I have the following problem:

I know the following:

I. It must be true because if f(7) was not continuous (undefined), then the difference of quotients would not be 4, but undefined

II. It must be true because the difference of quotients is equal to the derivative. The derivative at 7 exists (which is 4), so it must be differentiable.

III. This is the one where I am not certain. I know a derivative at x = 7 must exists, but I am not sure if it is continuous.

How do you know if the derivative of function is continuous at a certain point?

Answer 1

The derivative does not need to be continuous. Here is a standard example of this phenomenon: $f(x) = x^2 \sin(1/x)$. It is easy to see this function can be extended differentiably to take the value $0$ at $0$. However, the derivative blows up at $0$.

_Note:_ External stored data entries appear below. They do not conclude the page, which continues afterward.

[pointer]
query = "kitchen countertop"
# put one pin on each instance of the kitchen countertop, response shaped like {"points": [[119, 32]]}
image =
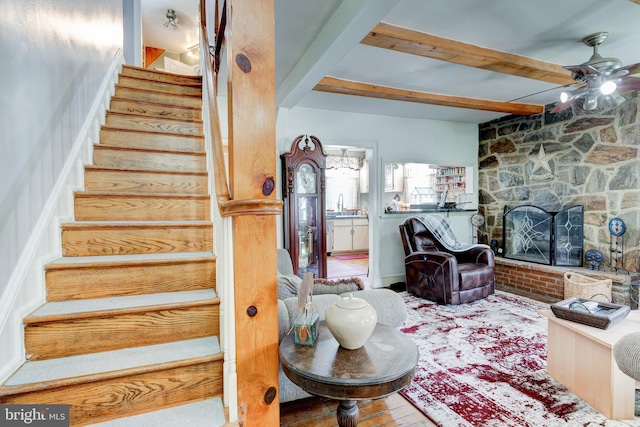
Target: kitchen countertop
{"points": [[415, 211]]}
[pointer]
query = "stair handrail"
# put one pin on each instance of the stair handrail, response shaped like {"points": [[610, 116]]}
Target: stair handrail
{"points": [[226, 204]]}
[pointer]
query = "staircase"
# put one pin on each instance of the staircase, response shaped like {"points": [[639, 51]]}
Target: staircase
{"points": [[131, 322]]}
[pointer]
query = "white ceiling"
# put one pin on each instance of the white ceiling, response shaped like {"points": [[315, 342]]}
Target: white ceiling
{"points": [[315, 39]]}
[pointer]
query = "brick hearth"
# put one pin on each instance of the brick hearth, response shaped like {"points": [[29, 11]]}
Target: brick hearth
{"points": [[548, 280]]}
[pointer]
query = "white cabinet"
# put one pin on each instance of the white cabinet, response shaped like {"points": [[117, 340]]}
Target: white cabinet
{"points": [[364, 177], [394, 177], [350, 235]]}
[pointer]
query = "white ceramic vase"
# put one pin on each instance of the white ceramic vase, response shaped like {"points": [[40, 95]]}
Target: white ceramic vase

It is also true that derivatives always have the intermediate value property, even though they are discontinuous. Both of these are well-explored on this site in other questions.

Answer 2

To have a concrete counterexample to that, as @Alfred Yerger has suggested, one takes $f(x)=(x-7)^{2}\sin(1/(x-7))+4(x-7)$ and $f(7)=0$, then $f'(7)=4$, and $f'(x)=2(x-7)\sin(1/(x-7))-\cos(1/(x-7))+4$ for $x\ne 7$. So there would be a problem for $\lim_{x\rightarrow 7}f'(x)$.